Obtaining real-world aged file systems

Posted Jul 7, 2006 2:46 UTC (Fri) by dlang (guest, #313)
In reply to: Obtaining real-world aged file systems by wilck
Parent article: The 2006 Linux Filesystems Workshop (Part III)

the problem with aged file systems is that you may have a file system (say ext2) that has been in use for years, with lots of stuff added at different times.

now you have a new filesystem (newfs) that you want to test.

if you just copy everything from the old filesystem to the new one you end up with a optimaly layed out newfs filesystem since all the files were created at one time, useually with each file being created in one operation (no fragmentation).

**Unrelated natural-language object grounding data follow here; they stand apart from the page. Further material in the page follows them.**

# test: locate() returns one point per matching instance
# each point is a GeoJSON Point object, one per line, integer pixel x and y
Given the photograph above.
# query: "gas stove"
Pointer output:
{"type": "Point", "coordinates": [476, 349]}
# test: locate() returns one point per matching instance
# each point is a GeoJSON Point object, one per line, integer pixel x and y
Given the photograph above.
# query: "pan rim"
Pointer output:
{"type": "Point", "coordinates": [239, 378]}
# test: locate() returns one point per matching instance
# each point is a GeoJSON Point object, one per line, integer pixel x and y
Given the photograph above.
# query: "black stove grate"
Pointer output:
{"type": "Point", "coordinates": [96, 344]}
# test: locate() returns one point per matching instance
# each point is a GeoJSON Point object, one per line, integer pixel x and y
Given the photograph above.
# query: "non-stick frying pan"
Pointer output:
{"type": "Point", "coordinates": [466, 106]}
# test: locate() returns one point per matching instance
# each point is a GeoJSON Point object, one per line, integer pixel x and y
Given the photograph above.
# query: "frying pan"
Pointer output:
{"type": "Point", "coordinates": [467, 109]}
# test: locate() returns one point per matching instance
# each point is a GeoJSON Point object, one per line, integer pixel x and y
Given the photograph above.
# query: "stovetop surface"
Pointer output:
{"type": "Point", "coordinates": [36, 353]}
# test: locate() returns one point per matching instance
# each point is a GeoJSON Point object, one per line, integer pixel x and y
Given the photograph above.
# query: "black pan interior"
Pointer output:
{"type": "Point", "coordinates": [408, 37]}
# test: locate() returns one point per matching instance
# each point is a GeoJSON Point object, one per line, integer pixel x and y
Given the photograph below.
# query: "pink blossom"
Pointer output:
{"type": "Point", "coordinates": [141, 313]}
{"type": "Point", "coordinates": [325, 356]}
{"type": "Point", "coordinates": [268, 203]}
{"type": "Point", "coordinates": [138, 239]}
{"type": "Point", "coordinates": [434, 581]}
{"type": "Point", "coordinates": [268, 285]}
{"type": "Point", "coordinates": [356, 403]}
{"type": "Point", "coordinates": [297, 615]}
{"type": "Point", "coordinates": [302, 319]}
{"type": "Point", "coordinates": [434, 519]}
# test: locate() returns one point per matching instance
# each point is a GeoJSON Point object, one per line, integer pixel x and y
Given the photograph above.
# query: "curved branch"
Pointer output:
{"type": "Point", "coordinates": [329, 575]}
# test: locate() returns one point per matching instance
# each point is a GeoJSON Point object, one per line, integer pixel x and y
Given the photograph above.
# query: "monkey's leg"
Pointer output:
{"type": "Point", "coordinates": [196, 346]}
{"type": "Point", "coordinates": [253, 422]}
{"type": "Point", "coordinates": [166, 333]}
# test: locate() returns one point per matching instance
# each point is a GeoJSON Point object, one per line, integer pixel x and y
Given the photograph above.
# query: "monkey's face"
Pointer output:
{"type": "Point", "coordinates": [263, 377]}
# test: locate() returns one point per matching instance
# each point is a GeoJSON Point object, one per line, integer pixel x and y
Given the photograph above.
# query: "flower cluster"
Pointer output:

The resulting performance is vastly different then if the same contents had been put there the same way they were put on the origional ext2fs filesystem.

so the next step is to not record the filesystem, but record the operations on the filesystem (each write, delete, create, etc) and replay those against the new filesystems.

but since modern filsystems delay allocations for several seconds when something is done to them the replays end up with many of the operations canceling out in memory (never hitting disk) and so the result still doesn't match.

the work-around for this is to do lots of sync's to force the filesystem to actually perform the writes to disk instead of short-circuiting them.

Obtaining real-world aged file systems

Posted Jul 7, 2006 2:53 UTC (Fri) by dlang (guest, #313) [Link]

One thought that hit me just after posting the last comment,

now that there is the new timer base in the kernel, and we are nearing useability with the 'tickless' patches, how about setting up a special kernel with a custom timesource that's driven by the process writing the aged filesystem?

it knows the timestamp for all the origional filesystem actions, and it can find out all outstanding timers, after each filesystem action have it set a timer action for the time of the next filesystem action and then use the tickless capabilities to advance time up to that point (steping through each of the other timers on the way). this way the modified kernel and it's filesystem code would think that the replay took place in the same real-time that the origional actions that are being replayed took place in, andy delayed actions will take place appropriately (benifiting things if the delay would have helped in the origional, but happening between actions if they wouldn't have)

as long as the kernel isn't busy doing other stuff at the same time this replay should be very fast, and this avoids the haphazard benifits of trying to insert lots of sync calls.

David Lang